Ursodiol (Actigall, Urso)

UDCA (ursodiol), a naturally occurring hydrophilic bile acid, is an effective therapy for primary biliary cirrhosis (PBC), another chronic cholestatic liver disease. Several large trials have shown improvements in liver biochemistry and reductions in mortality and need for liver transplantation in patients with PBC.

Although UDCA's exact mechanism of action is unknown, the beneficial effect probably is related to its ability to reduce the concentration of hydrophobic bile acids in the bile acid pool. These bile acids have detergent actions on cholangiocellular and hepatocellular membranes, which likely contribute to hepatotoxicity in this disorder.

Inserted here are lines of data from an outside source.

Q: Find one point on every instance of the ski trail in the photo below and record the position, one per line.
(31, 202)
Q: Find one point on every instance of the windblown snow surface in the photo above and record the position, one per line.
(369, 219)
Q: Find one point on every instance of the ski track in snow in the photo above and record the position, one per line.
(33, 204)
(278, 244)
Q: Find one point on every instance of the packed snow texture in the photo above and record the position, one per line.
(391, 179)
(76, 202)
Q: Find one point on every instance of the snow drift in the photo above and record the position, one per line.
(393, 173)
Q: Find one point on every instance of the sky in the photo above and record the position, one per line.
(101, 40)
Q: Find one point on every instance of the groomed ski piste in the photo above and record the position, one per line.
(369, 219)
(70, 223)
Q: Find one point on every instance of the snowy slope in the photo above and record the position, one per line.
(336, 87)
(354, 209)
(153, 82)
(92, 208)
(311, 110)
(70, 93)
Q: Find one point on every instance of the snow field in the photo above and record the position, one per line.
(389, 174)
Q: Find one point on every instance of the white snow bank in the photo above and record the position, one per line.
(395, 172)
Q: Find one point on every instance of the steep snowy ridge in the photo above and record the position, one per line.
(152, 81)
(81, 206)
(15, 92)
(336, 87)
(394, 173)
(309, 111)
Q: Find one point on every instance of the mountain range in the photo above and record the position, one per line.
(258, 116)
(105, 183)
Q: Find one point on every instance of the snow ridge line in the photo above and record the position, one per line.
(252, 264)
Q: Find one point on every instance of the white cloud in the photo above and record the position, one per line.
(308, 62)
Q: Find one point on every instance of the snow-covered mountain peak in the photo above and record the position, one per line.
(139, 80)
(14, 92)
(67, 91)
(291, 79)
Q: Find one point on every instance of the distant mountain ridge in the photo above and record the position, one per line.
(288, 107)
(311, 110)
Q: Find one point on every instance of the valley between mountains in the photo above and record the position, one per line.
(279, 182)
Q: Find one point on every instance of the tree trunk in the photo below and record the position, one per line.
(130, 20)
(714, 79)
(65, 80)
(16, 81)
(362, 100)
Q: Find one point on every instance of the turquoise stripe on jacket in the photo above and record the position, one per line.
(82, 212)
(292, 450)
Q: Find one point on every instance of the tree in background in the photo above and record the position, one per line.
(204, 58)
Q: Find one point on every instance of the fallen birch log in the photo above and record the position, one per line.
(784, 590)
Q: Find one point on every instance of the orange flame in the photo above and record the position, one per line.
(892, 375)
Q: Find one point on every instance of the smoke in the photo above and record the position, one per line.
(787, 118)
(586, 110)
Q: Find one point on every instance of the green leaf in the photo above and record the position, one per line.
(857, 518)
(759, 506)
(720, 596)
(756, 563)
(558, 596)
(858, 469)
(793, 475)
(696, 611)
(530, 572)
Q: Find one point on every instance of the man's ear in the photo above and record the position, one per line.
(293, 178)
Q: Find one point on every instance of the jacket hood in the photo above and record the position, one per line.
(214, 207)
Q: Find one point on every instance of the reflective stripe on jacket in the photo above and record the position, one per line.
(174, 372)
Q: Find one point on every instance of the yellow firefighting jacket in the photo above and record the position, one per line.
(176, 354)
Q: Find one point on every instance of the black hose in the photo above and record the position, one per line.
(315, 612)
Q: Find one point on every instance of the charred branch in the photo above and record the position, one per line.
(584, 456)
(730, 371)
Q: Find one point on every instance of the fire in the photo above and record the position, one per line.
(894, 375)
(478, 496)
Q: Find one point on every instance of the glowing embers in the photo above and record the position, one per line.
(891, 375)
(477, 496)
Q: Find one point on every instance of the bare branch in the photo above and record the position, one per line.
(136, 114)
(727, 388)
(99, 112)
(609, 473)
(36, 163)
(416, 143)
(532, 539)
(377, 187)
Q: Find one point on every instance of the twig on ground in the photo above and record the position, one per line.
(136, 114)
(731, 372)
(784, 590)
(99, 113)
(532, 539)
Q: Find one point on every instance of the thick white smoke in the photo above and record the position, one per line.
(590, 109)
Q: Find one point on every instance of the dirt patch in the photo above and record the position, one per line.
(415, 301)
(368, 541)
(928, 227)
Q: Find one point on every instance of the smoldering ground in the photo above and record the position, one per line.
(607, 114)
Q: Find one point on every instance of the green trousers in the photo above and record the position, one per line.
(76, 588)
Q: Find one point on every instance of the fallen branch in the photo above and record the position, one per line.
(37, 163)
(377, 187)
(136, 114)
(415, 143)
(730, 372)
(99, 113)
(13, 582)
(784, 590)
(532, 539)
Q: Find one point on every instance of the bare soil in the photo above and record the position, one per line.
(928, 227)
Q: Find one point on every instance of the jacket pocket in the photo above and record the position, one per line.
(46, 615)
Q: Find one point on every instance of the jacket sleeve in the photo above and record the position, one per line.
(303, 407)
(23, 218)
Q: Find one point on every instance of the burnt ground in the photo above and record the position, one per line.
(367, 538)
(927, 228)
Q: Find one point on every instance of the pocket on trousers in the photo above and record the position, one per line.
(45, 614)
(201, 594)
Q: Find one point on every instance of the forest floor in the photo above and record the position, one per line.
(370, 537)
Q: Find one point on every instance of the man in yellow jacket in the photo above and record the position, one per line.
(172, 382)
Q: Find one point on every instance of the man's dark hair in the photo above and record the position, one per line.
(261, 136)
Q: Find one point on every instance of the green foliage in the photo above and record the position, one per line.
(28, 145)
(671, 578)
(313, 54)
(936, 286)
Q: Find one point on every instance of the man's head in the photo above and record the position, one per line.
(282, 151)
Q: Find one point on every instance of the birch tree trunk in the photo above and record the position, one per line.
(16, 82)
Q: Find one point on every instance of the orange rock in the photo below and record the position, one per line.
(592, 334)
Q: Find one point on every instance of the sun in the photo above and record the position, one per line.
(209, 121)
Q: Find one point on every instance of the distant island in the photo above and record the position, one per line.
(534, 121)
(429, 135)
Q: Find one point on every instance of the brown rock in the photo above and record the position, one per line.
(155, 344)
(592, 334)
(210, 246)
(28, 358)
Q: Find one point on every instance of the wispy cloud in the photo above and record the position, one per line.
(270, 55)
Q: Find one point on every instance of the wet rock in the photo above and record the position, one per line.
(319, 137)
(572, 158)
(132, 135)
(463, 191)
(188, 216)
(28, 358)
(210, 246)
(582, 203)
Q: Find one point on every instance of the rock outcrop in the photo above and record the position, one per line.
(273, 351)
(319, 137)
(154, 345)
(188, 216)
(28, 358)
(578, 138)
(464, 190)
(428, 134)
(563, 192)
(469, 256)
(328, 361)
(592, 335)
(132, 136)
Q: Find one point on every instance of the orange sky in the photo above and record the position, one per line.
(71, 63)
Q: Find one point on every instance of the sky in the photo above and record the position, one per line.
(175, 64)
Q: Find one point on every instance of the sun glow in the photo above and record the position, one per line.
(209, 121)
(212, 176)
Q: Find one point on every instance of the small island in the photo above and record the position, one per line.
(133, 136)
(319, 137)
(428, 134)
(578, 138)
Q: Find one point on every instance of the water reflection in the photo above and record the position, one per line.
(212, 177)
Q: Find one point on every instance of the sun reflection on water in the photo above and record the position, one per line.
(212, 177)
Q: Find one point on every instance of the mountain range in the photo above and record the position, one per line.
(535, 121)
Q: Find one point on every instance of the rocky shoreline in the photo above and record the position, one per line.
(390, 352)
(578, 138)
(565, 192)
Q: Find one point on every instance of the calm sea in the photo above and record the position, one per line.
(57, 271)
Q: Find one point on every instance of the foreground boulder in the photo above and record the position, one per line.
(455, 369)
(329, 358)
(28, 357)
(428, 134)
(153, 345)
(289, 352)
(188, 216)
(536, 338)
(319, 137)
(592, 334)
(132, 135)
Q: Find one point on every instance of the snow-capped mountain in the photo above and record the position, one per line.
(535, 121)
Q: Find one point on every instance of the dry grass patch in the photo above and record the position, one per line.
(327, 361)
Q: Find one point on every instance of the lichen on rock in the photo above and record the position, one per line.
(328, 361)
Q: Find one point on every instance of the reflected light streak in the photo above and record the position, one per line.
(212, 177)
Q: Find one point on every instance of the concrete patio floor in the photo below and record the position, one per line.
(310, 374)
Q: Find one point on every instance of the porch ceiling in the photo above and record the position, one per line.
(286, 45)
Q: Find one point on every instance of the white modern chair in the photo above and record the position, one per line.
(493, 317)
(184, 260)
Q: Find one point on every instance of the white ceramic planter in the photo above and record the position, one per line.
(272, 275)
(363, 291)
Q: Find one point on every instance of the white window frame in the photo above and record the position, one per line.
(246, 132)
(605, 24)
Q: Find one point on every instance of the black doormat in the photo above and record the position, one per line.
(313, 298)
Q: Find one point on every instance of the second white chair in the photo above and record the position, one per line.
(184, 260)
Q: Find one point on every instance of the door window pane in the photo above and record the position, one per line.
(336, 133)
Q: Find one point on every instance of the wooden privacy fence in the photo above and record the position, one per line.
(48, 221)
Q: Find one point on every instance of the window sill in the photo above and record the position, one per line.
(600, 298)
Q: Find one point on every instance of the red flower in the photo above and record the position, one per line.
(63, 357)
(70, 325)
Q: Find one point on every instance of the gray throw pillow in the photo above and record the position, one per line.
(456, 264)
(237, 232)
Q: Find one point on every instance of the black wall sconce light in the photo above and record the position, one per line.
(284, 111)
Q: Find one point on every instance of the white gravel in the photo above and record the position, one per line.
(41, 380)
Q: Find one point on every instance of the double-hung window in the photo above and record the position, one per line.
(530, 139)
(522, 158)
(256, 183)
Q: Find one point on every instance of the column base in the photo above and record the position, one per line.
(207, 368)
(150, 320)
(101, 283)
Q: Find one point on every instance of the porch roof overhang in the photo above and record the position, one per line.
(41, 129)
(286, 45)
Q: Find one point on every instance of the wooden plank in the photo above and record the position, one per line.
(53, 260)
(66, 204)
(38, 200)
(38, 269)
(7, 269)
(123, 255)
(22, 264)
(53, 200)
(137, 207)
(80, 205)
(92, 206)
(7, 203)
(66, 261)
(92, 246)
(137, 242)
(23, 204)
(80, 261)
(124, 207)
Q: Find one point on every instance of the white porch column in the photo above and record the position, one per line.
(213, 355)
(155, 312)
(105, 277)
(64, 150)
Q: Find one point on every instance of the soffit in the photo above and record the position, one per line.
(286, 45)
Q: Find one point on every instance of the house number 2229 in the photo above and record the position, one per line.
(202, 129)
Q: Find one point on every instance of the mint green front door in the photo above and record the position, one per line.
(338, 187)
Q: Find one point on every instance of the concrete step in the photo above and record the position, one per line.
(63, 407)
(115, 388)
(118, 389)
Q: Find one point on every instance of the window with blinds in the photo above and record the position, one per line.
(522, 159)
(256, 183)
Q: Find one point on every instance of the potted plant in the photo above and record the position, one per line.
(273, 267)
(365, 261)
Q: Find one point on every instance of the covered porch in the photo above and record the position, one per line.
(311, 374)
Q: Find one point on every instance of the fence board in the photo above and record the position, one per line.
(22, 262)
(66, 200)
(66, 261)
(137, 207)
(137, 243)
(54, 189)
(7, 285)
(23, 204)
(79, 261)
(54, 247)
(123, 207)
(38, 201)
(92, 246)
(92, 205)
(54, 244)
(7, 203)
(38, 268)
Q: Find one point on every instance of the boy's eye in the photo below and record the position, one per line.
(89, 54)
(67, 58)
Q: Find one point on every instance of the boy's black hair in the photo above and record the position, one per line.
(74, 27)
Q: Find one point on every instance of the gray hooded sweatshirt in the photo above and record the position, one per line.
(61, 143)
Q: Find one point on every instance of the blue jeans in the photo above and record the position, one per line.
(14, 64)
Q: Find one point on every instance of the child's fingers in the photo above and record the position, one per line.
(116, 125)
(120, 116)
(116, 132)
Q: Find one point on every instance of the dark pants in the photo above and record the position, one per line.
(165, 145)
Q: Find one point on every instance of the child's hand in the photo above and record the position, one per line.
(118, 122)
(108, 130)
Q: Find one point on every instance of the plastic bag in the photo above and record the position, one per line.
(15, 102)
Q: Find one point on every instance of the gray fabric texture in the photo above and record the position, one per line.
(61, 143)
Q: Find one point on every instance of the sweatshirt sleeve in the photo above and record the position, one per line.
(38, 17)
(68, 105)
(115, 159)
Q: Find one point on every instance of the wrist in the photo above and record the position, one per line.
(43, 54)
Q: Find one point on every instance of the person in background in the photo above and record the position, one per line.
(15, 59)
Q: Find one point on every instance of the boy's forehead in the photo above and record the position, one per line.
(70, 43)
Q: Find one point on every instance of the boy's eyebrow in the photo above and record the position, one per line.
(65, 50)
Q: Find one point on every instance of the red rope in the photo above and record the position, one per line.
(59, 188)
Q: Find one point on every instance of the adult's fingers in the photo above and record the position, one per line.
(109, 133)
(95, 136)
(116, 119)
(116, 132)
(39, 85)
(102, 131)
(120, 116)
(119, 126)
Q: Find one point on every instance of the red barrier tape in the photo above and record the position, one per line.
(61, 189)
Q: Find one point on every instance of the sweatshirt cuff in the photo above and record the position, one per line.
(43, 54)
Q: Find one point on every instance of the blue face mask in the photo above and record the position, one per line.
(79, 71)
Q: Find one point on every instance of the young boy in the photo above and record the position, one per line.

The evidence for UDCA's potential role in treating primary sclerosing cholangitis (PSC) is less convincing. The largest trial of UDCA for PSC to date randomly assigned 105 patients at the Mayo Clinic to receive either UDCA 13-15 mg/kg/day or placebo. Because the inclusion criteria of this trial required cholangiographic evidence of PSC, the results are not directly applicable to patients with pericholangitis.

Despite biochemical improvement in some patients treated with UDCA, there was no significant difference in clinical outcomes after follow-up periods as long as 6 years. Despite the lack of long-term benefit observed in this study, many continue to prescribe UDCA to patients with PSC because of the improvements in liver biochemistry that it brings about. The role of higher doses of UDCA (as high as 30 mg/kg/day) is currently being evaluated in large controlled trials.